In: Bauermeister , S , Orton , C , Thompson , S , Barker , R A , Bauermeister , J R , Ben-Shlomo , Y , Brayne , C , Burn , D , Campbell , A , Calvin , C , Chandran , S , Chaturvedi , N , Chêne , G , Chessell , I P , Corbett , A , Davis , D H J , Denis , M , Dufouil , C , Elliott , P , Fox , N , Hill , D , Hofer , S M , Hu , M T , Jindra , C , Kee , F , Kim , C H , Kim , C , Kivimaki , M , Koychev , I , Lawson , R A , Linden , G J , Lyons , R A , Mackay , C , Matthews , P M , McGuiness , B , Middleton , L , Moody , C , Moore , K , Na , D L , O'Brien , J T , Ourselin , S , Paranjothy , S , Park , K S , Porteous , D J , Richards , M , Ritchie , C W , Rohrer , J D , Rossor , M N , Rowe , J B , Scahill , R , Schnier , C , Schott , J M , Seo , S W , South , M , Steptoe , M , Tabrizi , S J , Tales , A , Tillin , T , Timpson , N J , Toga , A W , Visser , P J , Wade-Martins , R , Wilkinson , T , Williams , J , Wong , A & Gallacher , J E J 2020 , ' The Dementias Platform UK (DPUK) Data Portal ' , European Journal of Epidemiology , vol. 35 , no. 6 , pp. 601-611 . https://doi.org/10.1007/s10654-020-00633-4
The Dementias Platform UK Data Portal is a data repository facilitating access to data for 3 370 929 individuals in 42 cohorts. The Data Portal is an end-to-end data management solution providing a secure, fully auditable, remote access environment for the analysis of cohort data. All projects utilising the data are by default collaborations with the cohort research teams generating the data. The Data Portal uses UK Secure eResearch Platform infrastructure to provide three core utilities: data discovery, access, and analysis. These are delivered using a 7 layered architecture comprising: data ingestion, data curation, platform interoperability, data discovery, access brokerage, data analysis and knowledge preservation.
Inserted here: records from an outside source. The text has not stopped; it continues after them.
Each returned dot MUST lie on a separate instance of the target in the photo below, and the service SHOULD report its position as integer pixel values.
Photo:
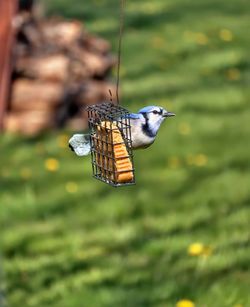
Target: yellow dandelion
(185, 303)
(201, 38)
(200, 160)
(62, 140)
(184, 128)
(226, 35)
(25, 173)
(71, 187)
(52, 164)
(173, 162)
(233, 74)
(195, 249)
(199, 249)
Automated, streamlined, and standardised procedures reduce the administrative burden for all stakeholders, particularly for requests involving multiple independent datasets, where a single request may be forwarded to multiple data controllers. Researchers are provided with their own secure 'lab' using VMware which is accessed using two factor authentication. Over the last 2 years, 160 project proposals involving 579 individual cohort data access requests were received. These were received from 268 applicants spanning 72 institutions (56 academic, 13 commercial, 3 government) in 16 countries with 84 requests involving multiple cohorts. Projects are varied including multi-modal, machine learning, and Mendelian randomisation analyses. Data access is usually free at point of use although a small number of cohorts require a data access fee.